Rules of War

This is triggered by a Wall Street Journal op-ed by Gerard Baker. Baker argued that the Trump administration might be going too far with its seeming deviation from purported rules of war [emphasis added].

Waging war according to legal principles seems designed to hobble us. We play by a code of conduct, that nebulous thing we have reified as “international law.” Our enemies murder civilians wantonly, fly passenger planes into buildings, kill captured prisoners, ship arms and poison to our shores that ruin innocent lives. Yet we somehow feel obliged to give them the due process and benefit of law they laugh at. It can seem, to echo a phrase used in another cinematic setting, as if we are constantly bringing a knife to a gunfight.
That is why I suspect most people aren’t too troubled by what the US military has been doing in the Caribbean the past three months. They should be.

But not to the extent of calling off the operations. To modify an old saw somewhat for clarity, the ends provide the excusal or lack of it in the means used. Bigger ends—the defeat of Nazi Germany and Fascist Japan vis-à-vis firebombing entire cities, stopping or vastly reducing the flow of population killing drugs like fentanyl from terrorist or drug cartel-controlled nations by shooting up their smuggling boats on the high seas—excuse bigger deviations.

I do not entirely agree with Baker, and I do not entirely disagree. My own view is this (and full disclosure: I’ve written a book on the matter: A Conservative’s View of the Conduct of Just Wars).

Rules of war, rationales for starting or responding to one and allowed techniques for fighting one once joined, are for opposing combatants who substantially agree on the rules and follow them. When one of the combatants eschews those rules, following their own procedures that have little to no confluence with civilization, then those rules of war should cease to be strictures and should become, instead, mere guidelines, limits on how to fight that should be used to the extent possible, but never allowed to cost victory, whether of any battle, offensive, or campaign or of the overall war.

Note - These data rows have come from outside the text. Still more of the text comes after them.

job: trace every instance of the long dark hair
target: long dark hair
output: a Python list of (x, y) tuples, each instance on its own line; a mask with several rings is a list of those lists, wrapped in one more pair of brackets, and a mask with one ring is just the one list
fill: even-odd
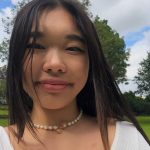
[(9, 47), (7, 100), (10, 124), (16, 124), (18, 140), (23, 136), (25, 126), (36, 138), (29, 115), (33, 106), (32, 99), (24, 91), (22, 84), (24, 57), (31, 29), (35, 23), (36, 32), (41, 13), (56, 7), (63, 7), (75, 18), (77, 27), (86, 40), (90, 62), (89, 75), (85, 87), (77, 96), (77, 104), (85, 114), (97, 117), (105, 149), (110, 148), (107, 129), (109, 118), (129, 120), (149, 143), (118, 88), (92, 21), (85, 13), (84, 7), (72, 0), (33, 0), (25, 5), (16, 17)]

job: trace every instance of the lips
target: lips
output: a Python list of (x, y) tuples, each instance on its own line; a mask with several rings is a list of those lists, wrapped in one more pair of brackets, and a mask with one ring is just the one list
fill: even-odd
[(70, 85), (70, 83), (66, 81), (57, 79), (42, 80), (39, 81), (38, 84), (43, 90), (47, 92), (60, 92)]

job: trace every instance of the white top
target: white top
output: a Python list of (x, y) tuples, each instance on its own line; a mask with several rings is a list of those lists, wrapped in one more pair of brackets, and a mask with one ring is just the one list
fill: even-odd
[[(1, 126), (0, 150), (14, 150), (8, 134)], [(150, 146), (131, 123), (118, 121), (111, 150), (150, 150)]]

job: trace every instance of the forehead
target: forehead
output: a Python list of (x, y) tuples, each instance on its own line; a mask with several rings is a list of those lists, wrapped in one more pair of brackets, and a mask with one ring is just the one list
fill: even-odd
[(45, 10), (39, 17), (38, 31), (42, 33), (70, 33), (81, 34), (77, 28), (75, 18), (64, 8)]

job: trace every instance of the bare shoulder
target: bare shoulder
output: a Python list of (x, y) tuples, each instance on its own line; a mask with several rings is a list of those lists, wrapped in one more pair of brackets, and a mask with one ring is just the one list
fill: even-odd
[[(88, 129), (88, 133), (93, 136), (94, 139), (99, 139), (99, 142), (101, 143), (102, 139), (100, 136), (100, 128), (97, 122), (96, 117), (89, 117), (86, 116), (85, 118), (85, 123)], [(108, 121), (108, 138), (109, 138), (109, 144), (112, 145), (116, 133), (116, 119), (110, 118)]]

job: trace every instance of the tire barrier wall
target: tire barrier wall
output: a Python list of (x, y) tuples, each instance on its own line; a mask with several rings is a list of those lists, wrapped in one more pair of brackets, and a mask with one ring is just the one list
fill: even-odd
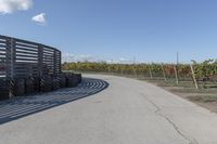
[(60, 50), (0, 35), (0, 100), (79, 82), (80, 74), (62, 74)]

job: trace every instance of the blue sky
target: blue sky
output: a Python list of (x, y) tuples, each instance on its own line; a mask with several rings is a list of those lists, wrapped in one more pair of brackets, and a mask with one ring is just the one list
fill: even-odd
[[(33, 0), (1, 11), (0, 34), (95, 60), (217, 58), (216, 0)], [(9, 3), (8, 3), (9, 4)], [(17, 6), (17, 8), (15, 8)], [(33, 17), (43, 14), (43, 22)], [(79, 56), (82, 55), (82, 56)]]

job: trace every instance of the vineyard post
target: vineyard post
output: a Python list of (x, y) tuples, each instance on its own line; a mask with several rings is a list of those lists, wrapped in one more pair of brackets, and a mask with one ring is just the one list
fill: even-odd
[(178, 78), (177, 66), (176, 65), (174, 65), (174, 71), (175, 71), (175, 76), (176, 76), (176, 83), (179, 84), (179, 78)]
[(150, 78), (153, 78), (151, 66), (149, 65)]
[(197, 84), (197, 81), (196, 81), (194, 68), (193, 68), (192, 65), (190, 65), (190, 67), (191, 67), (191, 73), (192, 73), (193, 82), (194, 82), (194, 84), (195, 84), (195, 88), (199, 89), (199, 84)]
[(136, 70), (135, 66), (133, 66), (133, 74), (135, 74), (135, 78), (137, 78), (137, 70)]
[(165, 74), (165, 70), (164, 70), (164, 64), (162, 64), (162, 71), (163, 71), (164, 80), (166, 81), (166, 74)]

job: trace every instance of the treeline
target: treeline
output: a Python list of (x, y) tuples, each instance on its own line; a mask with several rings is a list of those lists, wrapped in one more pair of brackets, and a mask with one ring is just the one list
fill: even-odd
[[(215, 79), (217, 75), (217, 61), (208, 60), (203, 63), (191, 63), (196, 79)], [(63, 70), (111, 73), (122, 75), (143, 75), (146, 77), (192, 78), (190, 64), (106, 64), (106, 63), (64, 63)]]

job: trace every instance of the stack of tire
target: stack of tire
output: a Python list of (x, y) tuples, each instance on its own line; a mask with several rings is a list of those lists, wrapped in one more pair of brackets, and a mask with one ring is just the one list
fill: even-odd
[[(60, 88), (74, 88), (81, 82), (80, 74), (48, 75), (41, 78), (0, 79), (0, 100), (24, 96), (38, 92), (50, 92)], [(11, 94), (10, 94), (11, 93)]]

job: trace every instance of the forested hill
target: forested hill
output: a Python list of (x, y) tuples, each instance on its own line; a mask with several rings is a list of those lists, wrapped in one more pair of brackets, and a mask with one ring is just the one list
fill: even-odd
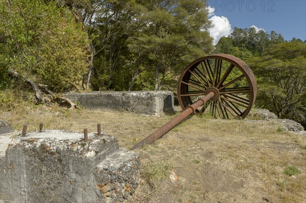
[(43, 90), (175, 92), (187, 65), (218, 52), (250, 65), (258, 106), (305, 126), (306, 42), (235, 27), (214, 47), (206, 6), (201, 0), (0, 0), (0, 105), (9, 109), (27, 92), (16, 78), (31, 84), (37, 103)]
[(281, 34), (235, 27), (215, 51), (237, 56), (257, 78), (257, 105), (306, 126), (306, 41), (285, 41)]

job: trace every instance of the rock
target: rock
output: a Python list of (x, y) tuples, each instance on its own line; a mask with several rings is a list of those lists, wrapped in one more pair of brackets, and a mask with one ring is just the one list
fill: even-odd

Blindly adhering to the rules of war and therefrom losing the war is far more costly, not just secularly, but morally as well. The loss, with subsequent conquering by the barbaric fighter, enshrines the barbarian’s “rules” in adamantine for generations. The barbarians’ victories in mid-5th century Europe and in mid-15th century western Asia were followed in both regions by centuries of dark age barbarity.

The area between adhering to laws of war too assiduously and going too far in violating them is a very broad gray area, obscured in real time by Clausewitzian fog of war. That fog exists in the political dimensions of the decision to go to war and its subsequent prosecution as much as in the military dimensions of preparing for war and then fighting it.

We should be watchful more than concerned about what the US military has been doing in the Caribbean the past three months.

They Could Just Get Off Their Collective Behinds

The nations of Europe are concerned about any peace deal regarding the barbarian’s invasion of Ukraine leaving Ukraine and those European nations vulnerable to later attacks on either.

The leaders of the UK, France, and Germany met in British Prime Minister Keir Starmer’s Downing Street residence with Ukrainian President Volodymyr Zelenskyy on Monday, their latest effort to influence negotiations as the US pushes for a swift agreement to end the war.

Zelenskyy’s concern should be Europe’s as well:

“Russia is insisting we give up land, we don’t want to give anything away.” Zelensky added that he couldn’t cede land legally or morally.
“This is what we are fighting for[.]”

If Europe wants the Influence in US-Led Peace Talks on War in Ukraine that the headline mentions, the best and fastest way to achieve that influence is to bypass the US proposals and simply to start transferring to Ukraine the equipment, logistics, and financial support that the UA and the Ukrainian government personnel say they need, in the amounts they need them, and on the schedule they say they need them. Stop waiting on the US to make the first move. Stop worrying about what the US might think of them for seeing to Ukraine’s and to their own interests first.

After all, the only reliable peace with the barbarian that’s achievable is a defeat of the barbarian that includes his being driven entirely out of Ukraine.

It’s true enough that European military equipment isn’t as good as American. It is, though, a generation or two better than what the Russians are putting into the field. That difference is heavily magnified when put into the hands of Ukrainian fighters, who themselves are better and more determined then the barbarians they’re facing, especially as they are fighting for their nation’s—and their wives’ and children’s and mothers’ and sisters’—survival.

On the other hand, it would fit snugly the premise of some that Europe’s nations don’t give a fig about Ukraine—viz., their reluctance to act without US approval or first move—only concerning themselves with their own security. The nations’ concerns about their own safety are valid in themselves. They know the solution, and it’s the same as for Ukraine.